Meat free monday
GIEC, IPCC, CO2, alimentation, cuisine, Climat, Royaume Uni, musique 1 commentaire »12 jan 2010
Dernière chanson de Paul McCartney «Lundi sans viande ». A travers cette chanson, Sir Paul lance une campagne pour combattre le réchauffement climatique. Mais quel rapport me direz-vous, entre la viande et le climat ? Eh bien, les chiffres de l’ONU montrent que la production de viande est responsable de 18% des émissions globales de gaz à effet de serre. Cette campagne n’est pas le caprice d’un vieux baba cool. Ivo de Boer et Rajendra Pachauri du GIEC, et même Lord Stern, auteur du célèbre « Rapport sur l’économie du changement climatique », ont tous soutenu cette initiative ! Dans le rapport Stern, on ne parlait pas encore d’une « journée sans viande », mais on proposait un autre chose : établir un véritable prix du CO2. L’un des auteurs du rapport est Dimitri Zenghelis. Par quel mécanisme proposiez-vous d’établir le prix ?
« On ne peut pas dire de façon catégorique quelle est la meilleure solution, mais on a néanmoins tendance à privilégier le système boursier. Car cela élimine le risque de dépassement du seuil des émissions de carbone, mais aussi parce que c’est beaucoup plus simple à appliquer sur le plan international - pas besoin d’harmoniser les taxes. Vous établissez le marché d’échanges et ensuite vous laissez le secteur privé déterminer où les émissions peuvent être réduites de la façon la plus profitable. »
Donc vous voulez organiser une finance du carbone, semblable à toutes les autres finances connues?
« Absolument ! On verra également toutes sortes d’instruments financiers comme les contrats dérivés et autres. Il faudra les utiliser et les réguler avec précaution bien sûr! »
Et alors, qui sait, peut-être que nous nous assisterons à l’éclatement d’une “bulle carbone”…
Il y a déjà un système d’échange au niveau européen. Comment fonctionne-t-il?

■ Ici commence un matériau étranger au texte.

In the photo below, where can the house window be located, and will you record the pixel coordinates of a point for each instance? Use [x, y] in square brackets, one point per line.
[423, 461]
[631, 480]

« On commence par définir le plafond européen. Ensuite, on alloue les permis d’émettre du CO2 aux états. Puis chaque gouvernement national distribue des quotas pour les diverses industries émettrices : l’acier, la production d’électricité etc. Chaque branche peut donc émettre un certain volume de carbone gratuitement, mais si on veut dépasser ce volume, on a la possibilité d’acheter un crédit supplémentaire de CO2 au prix du marché. »

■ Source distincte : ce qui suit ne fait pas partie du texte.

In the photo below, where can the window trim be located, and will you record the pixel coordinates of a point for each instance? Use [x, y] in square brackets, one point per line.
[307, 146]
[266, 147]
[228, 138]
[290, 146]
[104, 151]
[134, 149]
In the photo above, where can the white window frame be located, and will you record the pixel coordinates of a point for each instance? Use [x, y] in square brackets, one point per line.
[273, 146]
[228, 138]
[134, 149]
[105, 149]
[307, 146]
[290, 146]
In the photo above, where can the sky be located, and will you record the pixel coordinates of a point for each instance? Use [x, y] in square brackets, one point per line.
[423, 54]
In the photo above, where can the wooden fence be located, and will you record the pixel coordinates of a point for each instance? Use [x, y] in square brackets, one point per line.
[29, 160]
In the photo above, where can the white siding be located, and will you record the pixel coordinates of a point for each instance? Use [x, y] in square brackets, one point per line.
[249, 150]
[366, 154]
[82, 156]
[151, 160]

Le marché du carbone de l’Union Européenne couvre plus de 11000 installations, mais cela couvre seulement la moitié des émissions de CO2 des pays membres.
Comment procéder avec les autres pays du monde?
« Si vous tenez compte de l’existence de marché semblable dans plusieurs états des Etats-Unis, ou en Australie par exemple, vous pouvez commencer à combiner et unifier ces marchés. Et finalement, on obtiendrait un très grand marché global. Avec une particularité : au début, les plafonds d’émissions seraient appliqués uniquement aux pays riches. Une fois ce but atteint, on pourrait élargir le nombre de pays assujettis au plafonnement à la Chine et au Brésil et puis l’étendre à tous les pays du monde, même les plus pauvres »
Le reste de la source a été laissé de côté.